With that, she lifted the automobile over her head and sent it flying in the other direction. Looking up, she saw the three little ponies tumble out and land with the sound of 'poof' on the ground some meters away from the cart when it came down.

“Dang...” said Scootaloo, groggily. “What happened?”

The Cutie Mark Crusaders wobbled to their hooves, looking over to their wrecked vehicle.

“Wow...” Apple Bloom said, seeing their masterwork. She rubbed a scratch on her foreleg. “That could have gone better.”

“Do you think it'll still run after this?” Sweetie Belle asked, her voice popping.

As if in answer, the flaming engine exploded, showing the surrounding few meters in shrapnel, though not far enough to hurt anypony. The engine faced away, so the bottom of the cart absorbed some of the blast. With that, the entire cart burst into flames.

“...yeah, I don't think so...” Scootaloo stated, pupils shrinking. The three stood there watching the blaze. “Looks our automobile is a bust. But hey, at least we're okay. Right girls?”

A low, guttural growl from behind caused the fillies to turn around. They looked up, meeting the gaze of a very angry human.
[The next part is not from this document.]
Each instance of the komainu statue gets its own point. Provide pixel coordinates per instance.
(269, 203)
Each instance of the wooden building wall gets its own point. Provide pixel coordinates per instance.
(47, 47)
Painwheel looked down upon them. Stupid kids. Could have gotten themselves killed. What business do little kids have building and operating powered cars? None, that's what! She ought to...

…to what exactly? Painwheel began to question her own rage, something she was not want to do. What would she do to the kids, honestly? Kill them? Painwheel shook her head, resetting her gaze back on them. Whatever she did, she couldn't just let them walk away like that. She was the adult here...after a fashion...so she should met out a good scolding.

“Stupid!” she growled, watching as they cowered in a huddle. “What the hell was that? You could have killed someone! Stupid kids. I ought to...grah!” She barked, and the three whimpered together. Perhaps now they knew their...

“GET AWAY FROM THEM!”

Painwheel spun around to see...wow, six mares arrive on the scene. And when they didn't look afraid – as more than one certainly did – they looked absolutely pissed.

Maybe scolding the kids wasn't such a good idea.